USA IMO 2003

Let $\mathcal{P}=A_1{A}_2\dots A_n$, where $n$ is an integer with $n\ge 3$. The problem is trivial for $n=3$ because there are no diagonals and thus no dissections. We assume that $n\ge 4$. Our proof is based on the following Lemma.

Lemma Let $ABCD$ be a convex quadrilateral such that all its sides and diagonals have rational lengths. If segments $AC$ and $BD$ meet at $P$, then segments $AP$, $BP$, $CP$, $DP$ all have rational lengths.



It is clear by the Lemma that the desired result holds when $\mathcal{P}$ is a convex quadrilateral. Let $A_i{A}_j$ ($1\le i<j\le n$) be a diagonal of $\mathcal{P}$. Assume that $C_1,C_2,\dots ,C_m$ are the consecutive division points on diagonal $A_i{A}_j$ (where point $C_1$ is the closest to vertex $A_i$ and $C_m$ is the closest to $A_j$). Then the segments $C_{\ell }{C}_{\ell +1}$, $1\le \ell \le m-1$, are the sides of all polygons in the dissection. Let $C_{\ell }$ be the point where diagonal $A_i{A}_j$ meets diagonal $A_s{A}_t$. Then quadrilateral $A_i{A}_s{A}_j{A}_t$ satisfies the conditions of the Lemma. Consequently, segments $A_i{C}_{\ell }$ and $C_{\ell }{A}_j$ have rational lengths. Therefore, segments $A_i{C}_1,A_i{C}_2,\dots ,A_j{C}_m$ all have rational lengths. Thus, $C_{\ell }{C}_{\ell +1}=A{C}_{\ell +1}-A{C}_{\ell }$ is rational. Because $i,j,\ell$ are arbitrarily chosen, we proved that all sides of all polygons in the dissection are also rational numbers.

Now we present two proofs of the Lemma to finish our proof.

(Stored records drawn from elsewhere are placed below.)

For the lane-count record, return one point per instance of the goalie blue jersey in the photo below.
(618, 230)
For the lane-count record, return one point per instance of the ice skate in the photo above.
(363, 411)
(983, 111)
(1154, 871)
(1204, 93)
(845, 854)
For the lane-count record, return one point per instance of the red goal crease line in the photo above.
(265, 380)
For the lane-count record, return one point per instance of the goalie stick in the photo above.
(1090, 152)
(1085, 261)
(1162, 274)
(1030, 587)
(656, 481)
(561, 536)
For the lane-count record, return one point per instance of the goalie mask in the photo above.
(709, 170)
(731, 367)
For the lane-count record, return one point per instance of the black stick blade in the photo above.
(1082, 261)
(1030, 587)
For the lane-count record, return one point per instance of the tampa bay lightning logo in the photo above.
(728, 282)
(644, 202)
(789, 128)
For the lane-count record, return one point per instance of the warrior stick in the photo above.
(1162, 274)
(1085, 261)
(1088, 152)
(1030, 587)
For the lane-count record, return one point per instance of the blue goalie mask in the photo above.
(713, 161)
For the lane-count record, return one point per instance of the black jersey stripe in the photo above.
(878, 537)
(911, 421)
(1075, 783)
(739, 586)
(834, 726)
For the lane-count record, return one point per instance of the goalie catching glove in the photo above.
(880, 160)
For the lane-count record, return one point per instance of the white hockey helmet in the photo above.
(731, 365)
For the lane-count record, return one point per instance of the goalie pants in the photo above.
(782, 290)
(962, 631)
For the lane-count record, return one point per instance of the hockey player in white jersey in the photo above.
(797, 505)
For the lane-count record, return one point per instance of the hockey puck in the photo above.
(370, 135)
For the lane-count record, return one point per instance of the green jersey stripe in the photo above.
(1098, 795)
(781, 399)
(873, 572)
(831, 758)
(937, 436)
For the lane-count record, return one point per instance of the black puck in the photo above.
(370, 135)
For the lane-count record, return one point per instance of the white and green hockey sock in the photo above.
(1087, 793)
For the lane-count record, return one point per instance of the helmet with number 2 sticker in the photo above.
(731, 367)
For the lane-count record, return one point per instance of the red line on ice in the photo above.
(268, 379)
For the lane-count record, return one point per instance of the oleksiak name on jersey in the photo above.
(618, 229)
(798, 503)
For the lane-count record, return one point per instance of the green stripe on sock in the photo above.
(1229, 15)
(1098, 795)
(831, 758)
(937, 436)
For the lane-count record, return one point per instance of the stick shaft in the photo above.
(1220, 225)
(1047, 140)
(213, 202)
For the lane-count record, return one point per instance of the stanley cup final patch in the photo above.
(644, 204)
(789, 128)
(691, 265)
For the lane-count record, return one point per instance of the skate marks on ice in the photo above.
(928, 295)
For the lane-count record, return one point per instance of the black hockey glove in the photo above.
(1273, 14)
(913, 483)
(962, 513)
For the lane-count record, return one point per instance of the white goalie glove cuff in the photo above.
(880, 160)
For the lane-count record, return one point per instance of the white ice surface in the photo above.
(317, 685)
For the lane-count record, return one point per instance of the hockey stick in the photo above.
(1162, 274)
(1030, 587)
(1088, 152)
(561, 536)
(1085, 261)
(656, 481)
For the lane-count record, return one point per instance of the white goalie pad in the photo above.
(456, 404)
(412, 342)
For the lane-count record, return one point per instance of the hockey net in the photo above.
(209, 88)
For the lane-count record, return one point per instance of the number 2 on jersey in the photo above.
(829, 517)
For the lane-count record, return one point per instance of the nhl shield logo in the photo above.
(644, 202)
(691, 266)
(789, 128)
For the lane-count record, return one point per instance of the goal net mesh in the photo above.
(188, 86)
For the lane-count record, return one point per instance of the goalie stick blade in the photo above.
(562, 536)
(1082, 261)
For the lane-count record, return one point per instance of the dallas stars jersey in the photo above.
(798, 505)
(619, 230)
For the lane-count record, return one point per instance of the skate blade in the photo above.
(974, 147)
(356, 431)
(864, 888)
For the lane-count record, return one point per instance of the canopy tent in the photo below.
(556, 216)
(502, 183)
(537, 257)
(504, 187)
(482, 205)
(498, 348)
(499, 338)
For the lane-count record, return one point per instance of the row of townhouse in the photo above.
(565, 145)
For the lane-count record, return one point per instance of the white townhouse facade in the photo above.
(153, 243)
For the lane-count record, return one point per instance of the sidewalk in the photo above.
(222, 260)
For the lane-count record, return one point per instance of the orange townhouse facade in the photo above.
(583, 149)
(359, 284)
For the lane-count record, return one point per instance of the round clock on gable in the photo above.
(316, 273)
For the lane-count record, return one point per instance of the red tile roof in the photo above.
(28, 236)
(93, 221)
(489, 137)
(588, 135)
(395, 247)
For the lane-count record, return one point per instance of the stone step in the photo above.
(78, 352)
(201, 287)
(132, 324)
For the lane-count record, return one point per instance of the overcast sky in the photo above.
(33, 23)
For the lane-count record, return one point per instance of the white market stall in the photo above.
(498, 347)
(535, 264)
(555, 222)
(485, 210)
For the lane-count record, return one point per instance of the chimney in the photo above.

First approach We show only that segment $AP$ is rational, the proof for the others being similar. Introduce Cartesian coordinates with $A=(0,0)$ and $C=(c,0)$. Put $B=(a,b)$ and $D=(d,e)$. Then by hypothesis, the numbers $$\begin{array}{rlrlrl}AB& =\sqrt{a^2+b^2},& AC& =c,& AD& =\sqrt{d^2+e^2},\\ BC& =\sqrt{(a-c{)}^2+b^2},& BD& =\sqrt{(a-d{)}^2+(b-e{)}^2},& & \\ CD& =\sqrt{(d-c{)}^2+e^2},& & & & \end{array}$$ are rational. In particular, $$B{C}^2-A{B}^2-A{C}^2=(a-c{)}^2+b^2-(a^2+b^2)-c^2=-2ac$$ is rational. Because $c\ne 0$, $a$ is rational. Likewise, $d$ is rational.

Now we have that $b^2=A{B}^2-a^2$, $e^2=A{D}^2-d^2$, and $(b-e{)}^2=B{D}^2-(a-d{)}^2$ are rational, and so that $2be=b^2+e^2-(b-e{)}^2$ is rational. Because quadrilateral $ABCD$ is convex, $b$ and $e$ are nonzero and have opposite sign. Hence $b/e=2be/2b^2$ is rational.

We now calculate $$P=\left(\frac{bd-ae}{b-e},0\right),$$ so $$AP=\frac{\frac{b}{e}\cdot d-a}{\frac{b}{e}-1}$$ is rational.

Second approach To prove the Lemma, we set $\angle DAP=A_1$ and $\angle BAP=A_2$. Applying the Law of Cosines to triangles $ADC$, $ABC$, $ABD$ shows that angles $A_1,A_2,A_1+A_2$ all have rational cosine values. By the Addition formula, we have $$\sin A_1\sin A_2=\cos A_1\cos A_2-\cos (A_1+A_2),$$ implying that $\sin A_1\sin A_2$ is rational. Thus $$\frac{\sin A_2}{\sin A_1}=\frac{\sin A_2\sin A_1}{{\sin }^2{A}_1}=\frac{\sin A_2\sin A_1}{1-{\cos }^2{A}_1}$$ is rational.

Note that the ratio between the areas of triangles ADP and ABP is equal to $\frac{PD}{BP}$. Therefore $$\frac{BP}{PD}=\frac{[ABP]}{[ADP]}=\frac{\frac{1}{2}AB\cdot AP\cdot \sin A_2}{\frac{1}{2}AD\cdot AP\cdot \sin A_1}=\frac{AB}{AD}\cdot \frac{\sin A_2}{\sin A_1},$$ implying that $\frac{PD}{BP}$ is rational. Because $BP+PD=BD$ is rational, both $BP$ and $PD$ are rational. Similarly, $AP$ and $PC$ are rational, proving the Lemma.